Does the hormone therapy after surgery prevents pregnancy as well ?


  • parakeetsrule
    parakeetsrule Member Posts: 605

    I got an IUD. It was easy and saved me lots of worry.

    Cancer treatment does not prevent pregnancy. It might be less likely, but if you are having sex during treatment you have to use birth control. Lots of cancer drugs are toxic to a fetus.

    Hormone treatment afterwards may or may not put you into menopause. So you'll still probably need birth control until it's confirmed you are in menopause.
  • salamandra
    salamandra Member Posts: 745

    I had a hormonal IUD put in the same day as my lump was found. All the docs wanted me to take it out. But it's progesterone only, not estrogen, and I kept doing research and pushing them on it. If you really want hormones, they probably won't love a hormonal IUD (it's not as safe as copper, because the hormones could impact breast cancer risk) but it's better than birth control pills (estrogen is known to impact breast cancer risk).
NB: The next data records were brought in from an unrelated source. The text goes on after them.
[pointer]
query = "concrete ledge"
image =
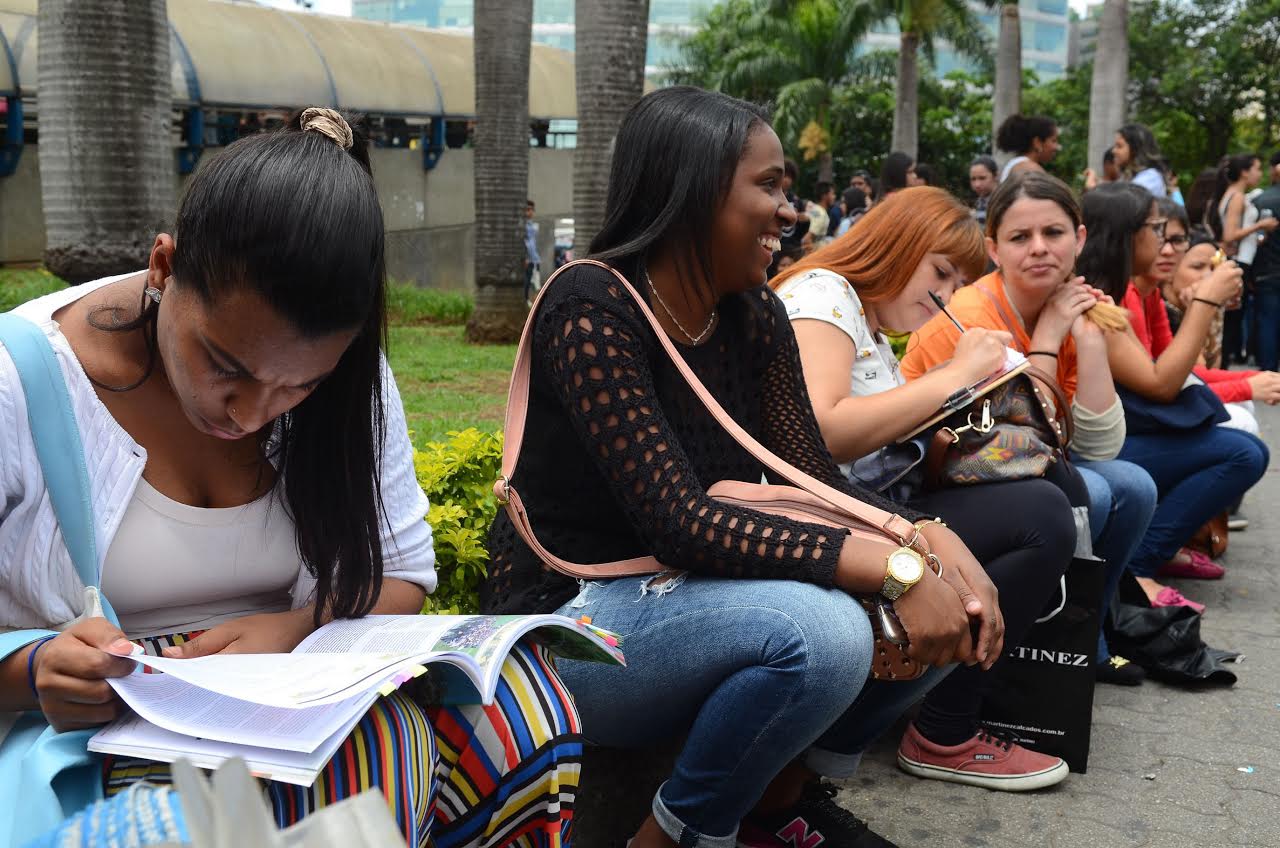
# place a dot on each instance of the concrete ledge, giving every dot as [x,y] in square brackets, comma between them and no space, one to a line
[617,792]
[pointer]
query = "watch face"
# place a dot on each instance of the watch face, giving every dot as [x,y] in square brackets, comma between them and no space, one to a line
[905,566]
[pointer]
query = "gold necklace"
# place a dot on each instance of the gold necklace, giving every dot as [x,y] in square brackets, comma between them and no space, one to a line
[695,340]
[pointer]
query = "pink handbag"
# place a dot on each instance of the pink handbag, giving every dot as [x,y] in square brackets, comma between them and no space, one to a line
[805,500]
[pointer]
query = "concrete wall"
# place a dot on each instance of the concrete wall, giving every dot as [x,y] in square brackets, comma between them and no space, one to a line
[429,215]
[22,215]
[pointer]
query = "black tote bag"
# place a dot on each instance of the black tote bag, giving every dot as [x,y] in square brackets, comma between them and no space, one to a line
[1043,688]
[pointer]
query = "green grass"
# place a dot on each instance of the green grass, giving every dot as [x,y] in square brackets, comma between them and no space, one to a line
[407,304]
[446,384]
[19,286]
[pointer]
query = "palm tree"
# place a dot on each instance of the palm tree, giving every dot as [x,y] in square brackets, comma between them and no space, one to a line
[1008,99]
[106,160]
[503,37]
[804,51]
[611,40]
[1110,85]
[920,22]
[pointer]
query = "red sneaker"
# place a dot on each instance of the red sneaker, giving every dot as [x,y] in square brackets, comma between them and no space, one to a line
[988,760]
[1192,564]
[1171,597]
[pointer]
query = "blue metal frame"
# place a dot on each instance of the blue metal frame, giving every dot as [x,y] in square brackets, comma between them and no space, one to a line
[10,151]
[433,142]
[193,133]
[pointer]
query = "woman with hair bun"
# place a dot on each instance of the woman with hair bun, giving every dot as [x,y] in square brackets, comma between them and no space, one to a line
[1138,159]
[251,478]
[1032,140]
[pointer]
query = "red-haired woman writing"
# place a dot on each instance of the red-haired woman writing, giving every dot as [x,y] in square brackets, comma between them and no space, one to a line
[841,299]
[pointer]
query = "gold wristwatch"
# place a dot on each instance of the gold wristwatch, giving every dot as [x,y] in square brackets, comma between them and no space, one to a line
[904,569]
    I've had both copper and hormonal IUDs and I love how the hormonal IUD suppresses my period. But I do think copper is still a fantastic form of birth control for most women (all birth control has side effect for some women).

    But that's all practical stuff. Emotionally it may be pushing you over the edge because it's such a real every day impact /invasion on a part of your life you've got working, and that touches some of the most intimate physical and emotional aspects of our being. It's an early concretization of some of the very real but abstract losses that come with a breast cancer diagnosis. I think it's totally valid to feel this impact emotionally.

    I would say, birth control pills have a lot of impacts beyond birth control. If you've been taking them long term, or if you've been using them to help with other symptoms (migraines, pmdd, mood impacts etc), I think it's worth keeping your gynecologist and possibly psychiatrist in the loop as you come off them. That way hopefully you can quickly pick up on any symptoms that the pills have been helping and hopefully find other treatments.

  • DaughterOfBarb
    DaughterOfBarb Member Posts: 29

    I understand your feeling. I happily had hormonal IUDs (Mirena) for 15 years prior to dx, resulting in essentially no periods, which I loved. So I was hesitant to switch to a copper IUD and it's side effects. Since we are not having any more children, I had a uterine ablation, which reduces or eliminates periods. Its not FDA approved as a birth control method, but it significantly reduces the risk. We are using condoms until my husband's vasectomy. I found the lack of control over my body and being forced to make these decisions due to my dx very disheartening too. Good luck with your decision.

    ETA: Well said, Salamandra.

  • melbo
    melbo Member Posts: 266

    IUDs weren't an option for me — I had two previously and for whatever reason they would not stay in place. My cancer was not driven by estrogen, but my OBGYN really pushed me to stop birth control pills anyway. Since my husband and I did not ever want kids and I had been trying to get him to get a vasectomy for several years, I went off the pills and he went under the knife.

    He was fine with the idea of a vasectomy and agreed it was a great birth control option for us, but the reality of making appointments and actually following through were a problem for him. I said it was his body so he had to make the decision and make all the calls. A futureof condoms for birth control when there was no other choice finally pushed him to make the appointments he needed.

  • mountainmia
    mountainmia Member Posts: 857

    When I had chemo (at age 58, well into menopause, not getting pregnant with my husband who had a vasectomy 30 years ago), the chemo pharmacist recommended using a condom for sex during chemo, and for a couple of weeks or more after. (YES! You can still want and have sex during chemo!) IIRC, there were 2 reasons: 1) my lower immunity, and no need to introduce bacteria etc through sex, especially since my skin was also much more tender, and 2) to protect my husband from the chemicals in me.

    I don't know if this has anything to do with your situation, but just another comment on birth control use during treatment.